SAVANNAH, Ga. (WSAV) – Small businesses old and new continue to take a hit with the economic fallout from COVID-19. In the Hostess City, that’s especially so for restaurants.
Partners in life and in business, Don Holland and Ted Paskevich opened a restaurant in December in the Jepson Museum near downtown Savannah.
“It was a good three months and were looking forward to St. Patrick’s Day and a strong spring tourism season,” Holland told News 3.
However, the coronavirus drastically changed those expectations. The museum closed its doors and thus on March 13, so did their restaurant, Joe’s at the Jepson. They had 11 employees.
“When we gave them the news, our employees were real troopers about it,” Holland said. “We’re not exactly sure when we’re going to reopen.”

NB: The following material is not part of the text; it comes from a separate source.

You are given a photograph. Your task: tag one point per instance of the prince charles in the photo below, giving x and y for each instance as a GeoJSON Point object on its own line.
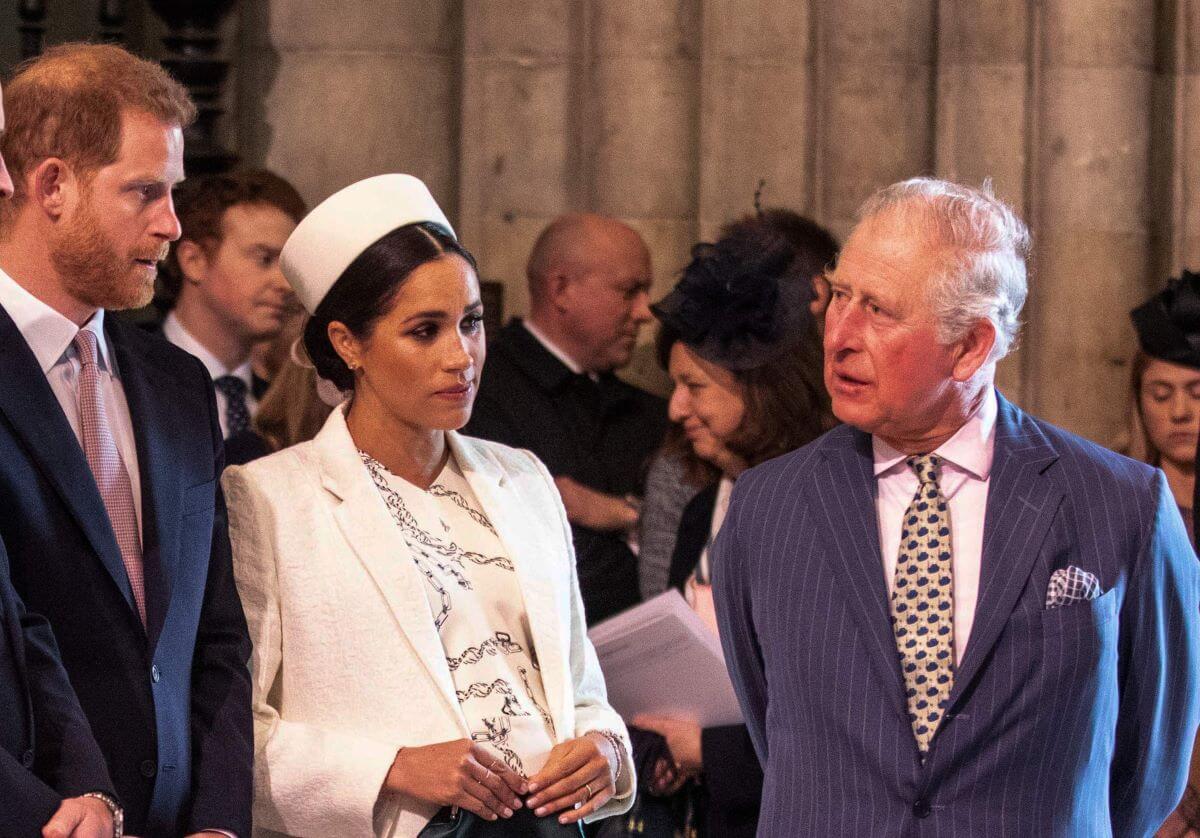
{"type": "Point", "coordinates": [947, 617]}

Nationwide, it’s estimated most restaurants only have about two to three weeks of working capital on hand. The new stimulus plan passed by Congress does allow help for small businesses in the form of direct payments to help pay the salaries of employees so those employees can be retained and low-interest loans for business owners through the Small Business Administration.
Holland said their employees were all retained from a staffing service. He has reached out to the restaurant’s lenders.
“Our banks have been very helpful to us, they have actually given us links to what we need to do so they recognize that small businesses are in the situation where we do need some extra help and sometimes it’s confusing to navigate,” said Holland.
He also told News 3 that at his last count there were “almost 1,000 places to eat in Savannah and some are closing their doors just like we did.”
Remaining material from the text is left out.